Apollo Lake for notebooks is only 6W TDP (4W SDP). That's for a quad-core with >Puma+ level of performance per clock, respectable 18 EUs Gen 9 iGPU and Main10 hardware decoding. If anything it's the best small core solution from Intel yet, and there's no direct competitor this time (Stoney Ridge is 1M/2C at 15W TDP).

There is a prototype 6W stoney ridge, so that could be interesting.
 
Not to mention, even AMD's E-350 (Brazos), and AM1 (Kabini - is that with "Puma" cores, or was that before Puma?) didn't see huge successes. (Initially, Brazos did, because it served a fairly unique niche, and had "Good Enough" performance. 1080P video decoding back then, on a 15W power budget, was pretty amazing.

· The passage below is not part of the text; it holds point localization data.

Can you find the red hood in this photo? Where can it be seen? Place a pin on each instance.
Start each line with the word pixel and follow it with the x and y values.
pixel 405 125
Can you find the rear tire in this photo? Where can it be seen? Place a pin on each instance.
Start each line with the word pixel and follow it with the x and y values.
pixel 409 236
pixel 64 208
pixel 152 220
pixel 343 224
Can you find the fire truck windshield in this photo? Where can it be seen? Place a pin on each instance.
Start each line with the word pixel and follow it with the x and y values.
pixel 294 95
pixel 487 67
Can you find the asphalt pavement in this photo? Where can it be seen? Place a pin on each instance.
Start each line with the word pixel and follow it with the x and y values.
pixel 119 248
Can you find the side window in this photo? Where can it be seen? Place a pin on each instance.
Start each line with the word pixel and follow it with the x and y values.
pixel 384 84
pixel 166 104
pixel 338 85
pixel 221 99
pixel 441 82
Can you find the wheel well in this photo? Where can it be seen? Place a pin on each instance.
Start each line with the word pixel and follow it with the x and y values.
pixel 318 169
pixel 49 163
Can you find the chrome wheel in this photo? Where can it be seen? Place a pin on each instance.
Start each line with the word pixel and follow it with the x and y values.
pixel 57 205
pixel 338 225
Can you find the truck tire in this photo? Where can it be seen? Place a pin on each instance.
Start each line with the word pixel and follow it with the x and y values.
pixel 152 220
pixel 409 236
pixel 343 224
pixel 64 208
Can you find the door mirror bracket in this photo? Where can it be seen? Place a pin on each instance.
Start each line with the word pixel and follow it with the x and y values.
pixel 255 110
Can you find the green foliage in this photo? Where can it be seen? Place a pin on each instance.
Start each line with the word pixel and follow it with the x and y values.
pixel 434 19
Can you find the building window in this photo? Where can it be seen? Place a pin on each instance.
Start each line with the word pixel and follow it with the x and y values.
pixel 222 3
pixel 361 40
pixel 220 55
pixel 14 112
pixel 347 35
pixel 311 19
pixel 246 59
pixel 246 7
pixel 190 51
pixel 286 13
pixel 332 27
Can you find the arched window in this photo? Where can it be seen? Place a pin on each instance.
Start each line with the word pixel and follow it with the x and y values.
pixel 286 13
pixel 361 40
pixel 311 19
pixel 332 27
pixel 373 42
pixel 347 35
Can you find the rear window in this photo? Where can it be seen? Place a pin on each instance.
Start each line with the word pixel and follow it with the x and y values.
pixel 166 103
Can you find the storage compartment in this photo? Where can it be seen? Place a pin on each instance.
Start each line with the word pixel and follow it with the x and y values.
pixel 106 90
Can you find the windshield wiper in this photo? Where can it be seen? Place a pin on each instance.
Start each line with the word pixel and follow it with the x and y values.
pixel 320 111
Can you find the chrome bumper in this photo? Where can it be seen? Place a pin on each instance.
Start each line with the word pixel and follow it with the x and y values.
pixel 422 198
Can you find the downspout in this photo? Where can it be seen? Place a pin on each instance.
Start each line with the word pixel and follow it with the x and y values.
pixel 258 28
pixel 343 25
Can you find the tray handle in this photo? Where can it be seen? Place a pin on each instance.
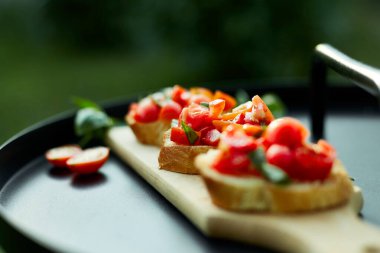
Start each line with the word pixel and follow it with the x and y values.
pixel 326 56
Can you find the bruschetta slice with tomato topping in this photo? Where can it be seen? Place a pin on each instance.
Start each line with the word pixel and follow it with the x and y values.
pixel 152 116
pixel 277 172
pixel 199 128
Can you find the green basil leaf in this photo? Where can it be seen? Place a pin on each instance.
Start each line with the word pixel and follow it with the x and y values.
pixel 85 103
pixel 241 96
pixel 270 172
pixel 205 104
pixel 191 135
pixel 275 104
pixel 274 174
pixel 258 157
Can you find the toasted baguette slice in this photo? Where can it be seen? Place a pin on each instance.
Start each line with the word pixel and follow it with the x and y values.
pixel 253 193
pixel 148 133
pixel 179 158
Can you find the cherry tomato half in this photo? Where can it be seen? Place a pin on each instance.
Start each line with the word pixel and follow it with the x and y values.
pixel 170 110
pixel 311 165
pixel 89 160
pixel 147 111
pixel 59 155
pixel 286 131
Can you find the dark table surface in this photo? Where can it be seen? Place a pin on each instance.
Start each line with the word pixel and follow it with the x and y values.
pixel 60 207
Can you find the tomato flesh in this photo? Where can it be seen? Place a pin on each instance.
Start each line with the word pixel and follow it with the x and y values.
pixel 281 156
pixel 147 111
pixel 59 155
pixel 170 110
pixel 216 108
pixel 310 165
pixel 286 131
pixel 235 140
pixel 210 137
pixel 88 161
pixel 237 164
pixel 178 136
pixel 197 117
pixel 230 101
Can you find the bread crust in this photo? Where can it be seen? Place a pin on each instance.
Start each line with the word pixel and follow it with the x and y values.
pixel 255 194
pixel 179 158
pixel 148 133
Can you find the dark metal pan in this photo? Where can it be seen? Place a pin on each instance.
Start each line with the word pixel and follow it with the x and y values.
pixel 44 209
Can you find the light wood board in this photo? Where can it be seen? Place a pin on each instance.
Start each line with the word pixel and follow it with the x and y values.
pixel 333 230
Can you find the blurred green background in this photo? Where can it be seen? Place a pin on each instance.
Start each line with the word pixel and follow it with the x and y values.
pixel 51 50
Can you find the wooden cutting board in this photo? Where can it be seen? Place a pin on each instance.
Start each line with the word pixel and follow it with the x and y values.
pixel 333 230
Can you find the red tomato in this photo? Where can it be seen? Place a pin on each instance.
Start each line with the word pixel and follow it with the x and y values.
pixel 178 136
pixel 310 165
pixel 234 139
pixel 201 91
pixel 210 137
pixel 282 157
pixel 230 101
pixel 286 131
pixel 88 161
pixel 261 112
pixel 180 95
pixel 147 111
pixel 196 116
pixel 198 98
pixel 216 108
pixel 59 155
pixel 233 164
pixel 239 119
pixel 170 110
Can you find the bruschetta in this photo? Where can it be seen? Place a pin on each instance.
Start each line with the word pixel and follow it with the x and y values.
pixel 277 172
pixel 152 115
pixel 199 129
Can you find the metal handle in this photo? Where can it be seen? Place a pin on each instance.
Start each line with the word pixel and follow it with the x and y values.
pixel 365 76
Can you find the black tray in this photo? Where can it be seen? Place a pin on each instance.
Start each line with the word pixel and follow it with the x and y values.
pixel 47 209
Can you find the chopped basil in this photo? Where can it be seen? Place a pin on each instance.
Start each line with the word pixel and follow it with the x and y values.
pixel 174 123
pixel 275 104
pixel 91 122
pixel 241 96
pixel 85 103
pixel 191 135
pixel 269 171
pixel 205 104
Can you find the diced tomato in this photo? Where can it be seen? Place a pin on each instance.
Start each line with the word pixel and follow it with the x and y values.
pixel 310 165
pixel 147 111
pixel 252 130
pixel 178 136
pixel 236 164
pixel 247 106
pixel 210 136
pixel 234 139
pixel 216 108
pixel 88 161
pixel 170 110
pixel 261 111
pixel 230 115
pixel 239 119
pixel 326 148
pixel 220 125
pixel 180 95
pixel 199 98
pixel 196 116
pixel 281 156
pixel 230 101
pixel 286 131
pixel 202 91
pixel 59 155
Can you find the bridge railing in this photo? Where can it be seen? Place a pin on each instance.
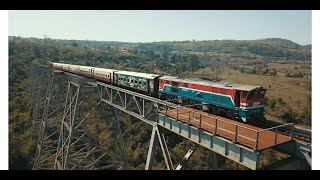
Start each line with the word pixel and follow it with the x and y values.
pixel 217 126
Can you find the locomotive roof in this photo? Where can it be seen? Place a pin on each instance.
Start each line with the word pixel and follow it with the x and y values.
pixel 225 85
pixel 138 74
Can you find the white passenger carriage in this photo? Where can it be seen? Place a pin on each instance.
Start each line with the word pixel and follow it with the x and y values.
pixel 103 74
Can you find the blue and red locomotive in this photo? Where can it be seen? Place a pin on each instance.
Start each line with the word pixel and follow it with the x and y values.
pixel 225 99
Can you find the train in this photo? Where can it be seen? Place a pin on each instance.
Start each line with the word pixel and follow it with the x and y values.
pixel 234 101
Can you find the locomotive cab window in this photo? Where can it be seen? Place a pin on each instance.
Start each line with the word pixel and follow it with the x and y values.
pixel 262 93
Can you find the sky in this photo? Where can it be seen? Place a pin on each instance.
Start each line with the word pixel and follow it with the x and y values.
pixel 169 25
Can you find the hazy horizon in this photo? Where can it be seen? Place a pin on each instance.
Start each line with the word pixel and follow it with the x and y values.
pixel 160 26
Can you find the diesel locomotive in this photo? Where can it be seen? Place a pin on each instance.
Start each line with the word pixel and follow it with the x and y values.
pixel 222 98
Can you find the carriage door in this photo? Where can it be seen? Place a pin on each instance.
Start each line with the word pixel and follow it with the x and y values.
pixel 237 99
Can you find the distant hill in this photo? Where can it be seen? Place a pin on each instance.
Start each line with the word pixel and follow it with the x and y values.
pixel 270 48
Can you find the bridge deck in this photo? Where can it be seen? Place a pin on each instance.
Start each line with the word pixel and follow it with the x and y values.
pixel 244 134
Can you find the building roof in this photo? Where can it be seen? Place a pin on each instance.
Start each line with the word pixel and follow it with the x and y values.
pixel 137 74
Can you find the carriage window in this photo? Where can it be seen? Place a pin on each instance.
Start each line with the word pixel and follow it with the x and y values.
pixel 244 94
pixel 251 95
pixel 215 98
pixel 262 93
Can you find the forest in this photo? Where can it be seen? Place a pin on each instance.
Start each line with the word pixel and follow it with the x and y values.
pixel 185 58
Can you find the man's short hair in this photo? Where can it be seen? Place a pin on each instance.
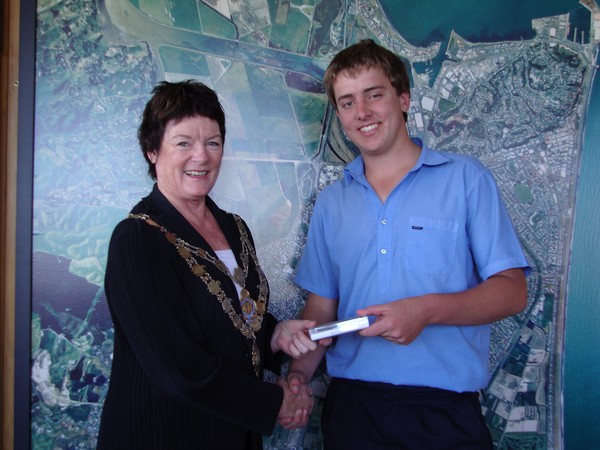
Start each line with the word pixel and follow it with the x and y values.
pixel 367 54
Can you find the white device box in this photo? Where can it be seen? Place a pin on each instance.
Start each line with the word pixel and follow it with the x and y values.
pixel 339 327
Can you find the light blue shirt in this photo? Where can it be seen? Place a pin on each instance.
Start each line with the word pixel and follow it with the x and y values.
pixel 443 228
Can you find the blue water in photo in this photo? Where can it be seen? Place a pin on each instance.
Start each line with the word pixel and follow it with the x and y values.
pixel 421 23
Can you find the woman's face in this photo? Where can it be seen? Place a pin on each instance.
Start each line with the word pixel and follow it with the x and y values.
pixel 189 158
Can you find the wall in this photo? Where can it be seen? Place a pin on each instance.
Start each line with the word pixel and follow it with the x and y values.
pixel 95 71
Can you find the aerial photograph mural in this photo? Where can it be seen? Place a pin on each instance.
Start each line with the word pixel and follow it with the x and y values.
pixel 509 85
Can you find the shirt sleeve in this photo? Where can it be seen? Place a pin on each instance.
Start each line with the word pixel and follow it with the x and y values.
pixel 494 242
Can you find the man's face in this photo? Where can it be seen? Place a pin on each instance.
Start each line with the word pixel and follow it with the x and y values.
pixel 370 110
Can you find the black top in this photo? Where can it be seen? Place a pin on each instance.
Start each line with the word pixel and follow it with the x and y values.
pixel 182 374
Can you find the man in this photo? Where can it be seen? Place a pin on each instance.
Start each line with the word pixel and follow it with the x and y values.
pixel 421 242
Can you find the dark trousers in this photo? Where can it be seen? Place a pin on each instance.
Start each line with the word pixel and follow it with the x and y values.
pixel 360 415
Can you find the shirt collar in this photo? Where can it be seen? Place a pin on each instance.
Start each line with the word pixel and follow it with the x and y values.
pixel 355 169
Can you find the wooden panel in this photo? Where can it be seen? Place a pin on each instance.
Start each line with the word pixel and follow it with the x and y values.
pixel 9 75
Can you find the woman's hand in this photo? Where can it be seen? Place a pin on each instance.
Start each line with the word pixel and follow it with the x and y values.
pixel 291 337
pixel 296 406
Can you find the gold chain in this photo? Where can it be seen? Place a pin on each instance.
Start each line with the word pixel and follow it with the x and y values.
pixel 251 320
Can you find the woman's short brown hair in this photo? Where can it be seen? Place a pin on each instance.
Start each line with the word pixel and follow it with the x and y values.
pixel 176 101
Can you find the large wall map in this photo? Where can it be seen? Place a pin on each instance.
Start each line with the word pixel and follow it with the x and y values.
pixel 517 105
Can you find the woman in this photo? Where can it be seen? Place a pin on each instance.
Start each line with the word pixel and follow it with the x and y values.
pixel 189 300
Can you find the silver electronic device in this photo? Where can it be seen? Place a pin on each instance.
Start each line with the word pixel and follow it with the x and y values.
pixel 339 327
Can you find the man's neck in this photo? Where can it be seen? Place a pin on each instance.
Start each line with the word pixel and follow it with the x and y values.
pixel 385 172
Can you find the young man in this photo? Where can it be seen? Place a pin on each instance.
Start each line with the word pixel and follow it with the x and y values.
pixel 421 242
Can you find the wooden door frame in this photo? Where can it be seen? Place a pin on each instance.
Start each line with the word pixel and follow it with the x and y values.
pixel 17 85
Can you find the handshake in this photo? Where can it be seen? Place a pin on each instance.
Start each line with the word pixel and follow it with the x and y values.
pixel 297 402
pixel 291 337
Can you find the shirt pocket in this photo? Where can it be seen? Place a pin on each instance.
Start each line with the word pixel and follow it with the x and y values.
pixel 431 245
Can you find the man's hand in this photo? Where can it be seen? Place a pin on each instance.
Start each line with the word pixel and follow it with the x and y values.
pixel 400 321
pixel 296 406
pixel 291 337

The only alternative solution to doing that, was Atom with an NV ION/ION2 chipset.)

I'm still looking forward to a Brix unit, with quad-core Goldmont cores, and HDMI2.0 output, with HEVC Main10 decoding. Could still be a winner, for desktop / media-consumption tasks.

Has anyone conclusively compared the Goldmont cores? Are they finally equivalent performance to a similarly-clocked Core2? Minus the AES benchmarks, of course, because Core2 never had those features, and they tend to skew overall benchmarks.

I'm also waiting for brix or zotac apollo lake, but it needs to be 4 core and passive.